# Will jetta seats fit in a new beetle?



## halchka99 (Apr 18, 2002)

Gf's car needs new seats, will jetta seats fit the new beetle rails?


----------



## gt2437 (Jul 29, 2000)

*Re: Will jetta seats fit in a new beetle? (halchka99)*


_Quote, originally posted by *halchka99* »_Gf's car needs new seats, will jetta seats fit the new beetle rails?

yes, but has same issues of airbag connector change in 2001 (if applicable) as in GTI/Jetta's.


----------



## halchka99 (Apr 18, 2002)

*Re: Will jetta seats fit in a new beetle? (gt2437)*


_Quote, originally posted by *gt2437* »_
yes, but has same issues of airbag connector change in 2001 (if applicable) as in GTI/Jetta's.

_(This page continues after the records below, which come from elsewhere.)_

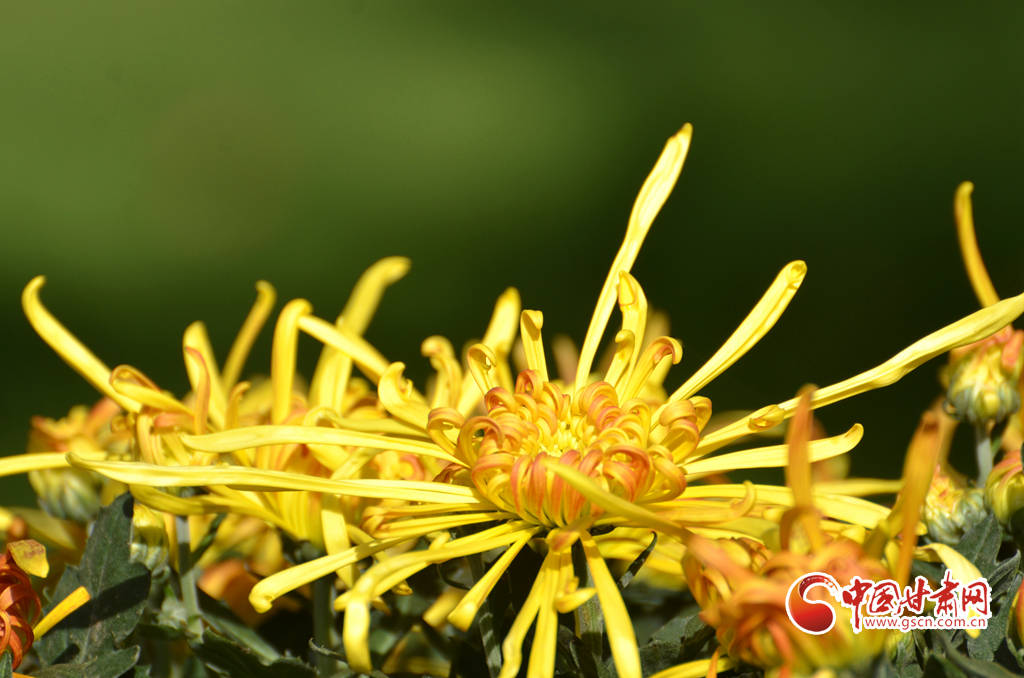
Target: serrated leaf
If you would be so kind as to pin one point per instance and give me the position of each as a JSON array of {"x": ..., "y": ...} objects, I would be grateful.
[
  {"x": 970, "y": 666},
  {"x": 981, "y": 544},
  {"x": 659, "y": 654},
  {"x": 683, "y": 625},
  {"x": 109, "y": 665},
  {"x": 226, "y": 657},
  {"x": 219, "y": 618},
  {"x": 118, "y": 587},
  {"x": 1003, "y": 574},
  {"x": 983, "y": 647}
]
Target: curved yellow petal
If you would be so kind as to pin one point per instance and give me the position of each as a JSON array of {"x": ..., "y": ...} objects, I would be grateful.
[
  {"x": 616, "y": 618},
  {"x": 967, "y": 330},
  {"x": 613, "y": 504},
  {"x": 73, "y": 601},
  {"x": 695, "y": 669},
  {"x": 962, "y": 568},
  {"x": 283, "y": 352},
  {"x": 761, "y": 319},
  {"x": 530, "y": 323},
  {"x": 859, "y": 486},
  {"x": 68, "y": 346},
  {"x": 463, "y": 615},
  {"x": 30, "y": 556},
  {"x": 385, "y": 575},
  {"x": 37, "y": 461},
  {"x": 448, "y": 387},
  {"x": 652, "y": 195},
  {"x": 196, "y": 338},
  {"x": 512, "y": 645},
  {"x": 542, "y": 654},
  {"x": 334, "y": 368},
  {"x": 256, "y": 436},
  {"x": 270, "y": 588},
  {"x": 397, "y": 396},
  {"x": 363, "y": 353},
  {"x": 265, "y": 297},
  {"x": 263, "y": 480},
  {"x": 852, "y": 509},
  {"x": 976, "y": 271},
  {"x": 633, "y": 305},
  {"x": 773, "y": 456},
  {"x": 498, "y": 338},
  {"x": 369, "y": 289}
]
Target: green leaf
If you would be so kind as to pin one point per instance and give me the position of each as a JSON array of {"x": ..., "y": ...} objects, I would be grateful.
[
  {"x": 118, "y": 587},
  {"x": 983, "y": 647},
  {"x": 109, "y": 665},
  {"x": 1001, "y": 576},
  {"x": 637, "y": 563},
  {"x": 970, "y": 666},
  {"x": 981, "y": 544},
  {"x": 226, "y": 657}
]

so basically if the seats are out of anything newer then 00 the connectors will be different? The Beetle is a 99.


----------



## BigBlockBug (Oct 7, 2003)

*Re: Will jetta seats fit in a new beetle? (halchka99)*

also the jetta does not have the tilt otion like the 2 doors do, it will be very difficult to get into the backseat of the car with them installed


----------



## FastAndFurious (Feb 2, 2002)

*Re: Will jetta seats fit in a new beetle? (BigBlockBug)*

you can splice the connectors or install a resistor to disable the airbags in the seats. But yeah what he said, unless u never have to get in the back seat it would be pointless.


----------